SAfrica may have to drop Bafana Bafana nickname

SAfrica may have to drop Bafana Bafana nickname

Published Jul. 22, 2010 12:15 p.m. ET

South Africa may have to drop its Bafana Bafana nickname because of copyright issues, the country's football chief hinted on Thursday.

''I want to avoid saying we are very angry about it,'' South African Football Association president Kirsten Nematandani said after it was reported a local businessman acquired the rights to the moniker in 1994, with its current owners believed to have made a profit of $10 million from it during the World Cup.

''We are worried about it. We are concerned,'' he said, before admitting the future of the nickname was being discussed ''at a national level.''

Nematandani hinted the Bafana Bafana name, which SAFA uses on much of its official literature and is the popular term in South Africa for the national team, would have to be changed despite being ''a national asset.''


SAFA began an extended legal battle in 1997 to claim rights over Bafana Bafana, but South Africa's Supreme Court of Appeal dismissed in 2002 a SAFA motion that it had rights over Bafana Bafana.

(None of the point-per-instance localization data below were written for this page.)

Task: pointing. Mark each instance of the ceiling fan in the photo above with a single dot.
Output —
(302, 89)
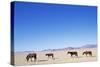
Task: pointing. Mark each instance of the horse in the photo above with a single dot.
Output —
(31, 56)
(73, 53)
(50, 55)
(87, 53)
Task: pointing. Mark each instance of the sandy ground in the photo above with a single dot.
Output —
(60, 56)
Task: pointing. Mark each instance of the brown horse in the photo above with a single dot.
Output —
(73, 53)
(50, 55)
(87, 53)
(31, 56)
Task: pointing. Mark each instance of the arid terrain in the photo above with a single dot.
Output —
(60, 56)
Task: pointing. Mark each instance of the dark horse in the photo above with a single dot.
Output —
(31, 56)
(50, 55)
(87, 53)
(73, 53)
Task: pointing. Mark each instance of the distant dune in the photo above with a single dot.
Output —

There are no suggestions the current owners of the brand will sue SAFA for using the term, but the country's football association is unable to market it and make money from it.

The issue has also reached South Africa's parliament in Cape Town.

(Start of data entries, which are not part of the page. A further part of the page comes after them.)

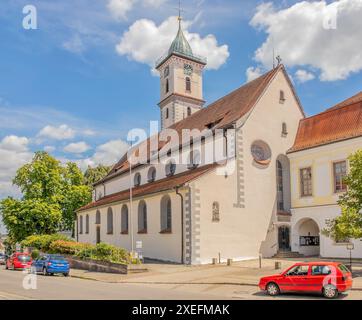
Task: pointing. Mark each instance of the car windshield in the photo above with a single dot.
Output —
(23, 258)
(343, 268)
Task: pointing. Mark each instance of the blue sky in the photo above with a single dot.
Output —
(83, 78)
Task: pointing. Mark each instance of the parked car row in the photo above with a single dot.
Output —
(327, 278)
(48, 264)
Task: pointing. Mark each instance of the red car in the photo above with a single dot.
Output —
(327, 278)
(18, 260)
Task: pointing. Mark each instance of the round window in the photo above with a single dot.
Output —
(261, 152)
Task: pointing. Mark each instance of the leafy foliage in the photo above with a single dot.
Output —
(26, 217)
(349, 224)
(51, 194)
(101, 251)
(42, 242)
(353, 197)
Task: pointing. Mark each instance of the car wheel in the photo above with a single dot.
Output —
(330, 292)
(272, 289)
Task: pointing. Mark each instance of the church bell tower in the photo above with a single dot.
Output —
(181, 81)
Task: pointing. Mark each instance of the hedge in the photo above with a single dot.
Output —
(58, 244)
(43, 242)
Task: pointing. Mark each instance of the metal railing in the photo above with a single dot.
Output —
(187, 56)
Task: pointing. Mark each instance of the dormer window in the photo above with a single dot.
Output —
(194, 159)
(170, 168)
(284, 129)
(137, 180)
(281, 96)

On Tuesday, the chairman of the influential parliamentary committee on sport said Bafana should be changed if the copyright issue wasn't resolved, forcing SAFA to address the problem.

''We brought it up because we felt that it was not doing us any good as an association,'' Nematandani said on Thursday at SAFA's headquarters next door to the Soccer City stadium - the venue for the World Cup final.

Speaking at a media briefing called to outline new South Africa coach Pitso Mosimane's vision for the future of the national team, Nematandani said the public could be asked to choose a new nickname.

''It clearly has to be done the right way, but we cannot go on in this way. It is not proper, it is not correct,'' the SAFA president said.

''The name of Bafana Bafana came from the public and we are throwing the ball back to the public,'' he said.

Bafana Bafana means ''the boys, the boys'' in Zulu.

It is thought to have been used in the early 1990s by journalists in Soweto - the famous township near Johannesburg - to refer to the national team after it was readmitted into international football after apartheid.

It was quickly picked up and is now the affectionate name by which South Africa football fans refer to their team.

In an internet poll, it was voted one of the words of the recent World Cup - along with vuvuzela.